Вечерело. Прохлада вползала в комнату через настежь раскрытое окно. Тамара Савельевна смотрела, как Горохов расстилал на столе какую-то полосатую скатерку, ставил тарелочки, бокалы, потом открыл бутылку. Делал он все ловко, умело, и ей нравилось, что это ради нее он хлопочет по хозяйству, и лицо у него при этом сосредоточенное, словно бог весть чем занят.

Тетрадь со статьей лежала на непокрытой части стола. Время от времени Горохов на нее поглядывал, и это, пожалуй, было слегка неприятно. Хотелось, чтобы он хоть на время забыл про эту статью, а потом она бы сама ему напоминала: мол, не пора ли нам поработать?

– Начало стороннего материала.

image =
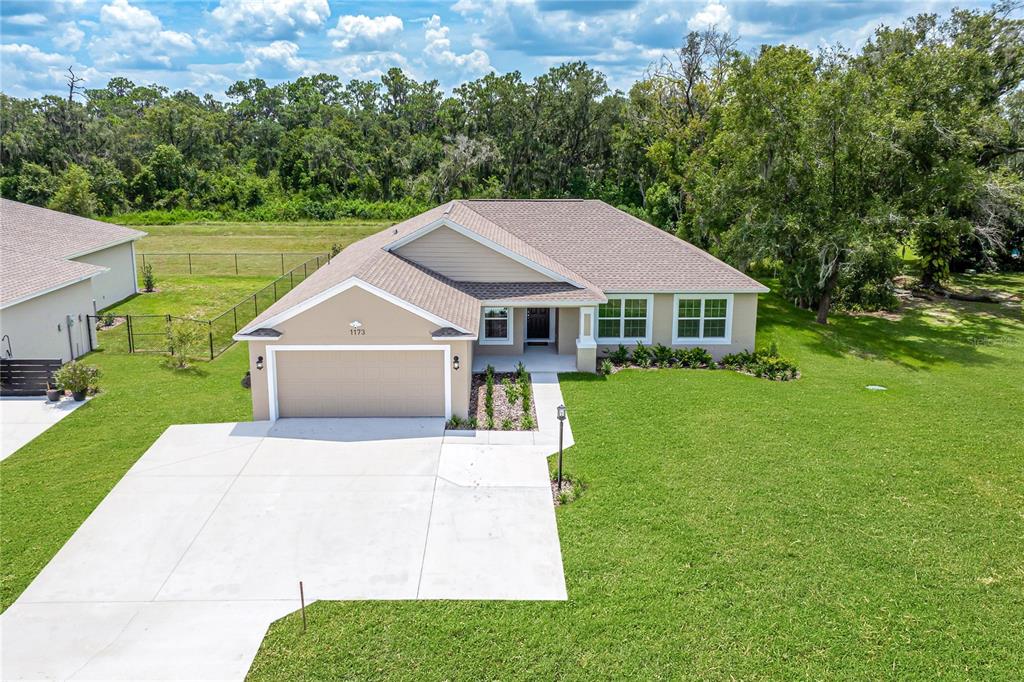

— А чего вы не разобрали? — спросил Федор, покончив со столом, и взял тетрадку. — Ну-ка, взглянем!

— Своеобразное гостеприимство! — с отчаянной решимостью сказала Тамара, почти ненавидя уже эту несчастную тетрадку. Неужели он не мог повременить и хоть полчаса быть хозяином стола, говорить с нею о пустяках, о том, например, что у нее смуглая кожа или красивые туфли с квадратным носиком…

Горохов отложил тетрадь. Выражение лица его действительно изменилось, ушла деловитость, которой сейчас ей так не хотелось.

— Как всегда, вы правы, — сказал он и в упор посмотрел на свою гостью. — Что ж, прошу к столу! И давайте выпьем. Если не за статью, то хотя бы за ваши новые туфли.

Заметил! Но почему-то, против ожидания, Тамару это не обрадовало, — наоборот, показалось, что своим пристальным и холодным взглядом он отлично видит все — и на ней, и в ней, — но ничто его не касается, и это не более, чем острая наблюдательность.

Легкость и праздничность уступили место совсем иному ощущению. Показалось, что в комнате стало душно. Но, может, это просто потому, что туча, целый день висевшая на горизонте, теперь дрогнула и пошла на город, вкрадчиво, почти без ветра, и где-то далеко, словно на другой планете, тяжело вздохнул гром.